All in all it's clear that if Adope doesn't screw around to much they can't do much wrong. It's still the most widespread plattform ever with nearly zero-fuss cross plattform deployment via the web. You get a high profile independant VM, with a security model and security policy that remains unmatched in RIAs. And a rock-solid ECMA compliant OOP language along with it.
Ajax just isn't in that league. Nice for the one or other drag-and-drop gadget or small-scale data sync but that's about it.
XUL maybe will get there someday, if they get their stuff sorted out and manage to build a hassle-free XUL-Runner plugin for all major browsers. But I don't see that happening anytime soon.
We suffer more in our imagination than in reality. - Seneca
Actually, check out Design is Kinky (it's work safe despite the name) and go through some of the sites they link. Some of the designers do things with flash that are amazing. Another site, Beatport (online store for EDM labels) uses a flash interface which I prefer to use primarily because it's easy to browse and listen to samples without reloading, popups or using external apps like winamp.
Granted there is some pretty hideous uses of flash (advertising) but that's on the downside and with adblock it becomes pretty managable.

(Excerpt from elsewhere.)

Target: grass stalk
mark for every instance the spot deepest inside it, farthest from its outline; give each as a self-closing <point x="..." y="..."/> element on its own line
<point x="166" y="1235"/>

I think this is more like remembering Perl Harbor.
Thanks, I'll be here all week. Oh, and try the Flash-Fried Content, and don't forget to tip your web servers. Ba-da-bing!
Don't disappoint your bird dog. Go to the range.
A decade of a product they just recently purchased?
Macromedia made flash ubiquitous on the web, like it or not.
Then Adobe-come-lately appears on the scene, and we start getting "flash bugs"; every single site requests local storage; Flash causes more browser crashes than ever...
Sorry, Adobe, but you don't get the credit here. The profits, yes, but no Kudos for you!
Somebody should develop a proprietary scripting language embedded inside flash embedded inside dhtml/javascript. Cause as we all know, the more nested layers of closed-architecture, write once, run one-place, functional redundancy a page has the cooler it is.
That's weird because we've been developing an application that uses Flash as a front-end and MySQL/PHP as the server-side and haven't had any issues with "connection points". Are you sure you know what you're talking about?
Pardon, but you don't know what you're talking about.
Flashs accessability follows official standards for RIA plattforms by the book. And there's enough ammo that has "Flash is more accessible than HTML" written on it. I'll build a site that's perfect for blind people to navigate in flash - and they won't even need a screenreader.
Since AS 2 it's been an industry strength plattform and VM, with nearly all ties to the official IDE cut. Security is next to paranoid and because it's also monolithic plattform it's considered a reliable and easy to develop for.
Then again, you actually need to be able to develop webapps that don't suck. If used correctly a full-blown flash only site can be the best web experience ever. And, admitted, there are very few people who can do it right. Then again you've got the same thing with websites. 80% crap, 10% so-so, 10% ok and good. Same with flash.
Then again, the flash-bashers are getting less and less and the community of serious flash developers is growing steady, so future isn't that bleak.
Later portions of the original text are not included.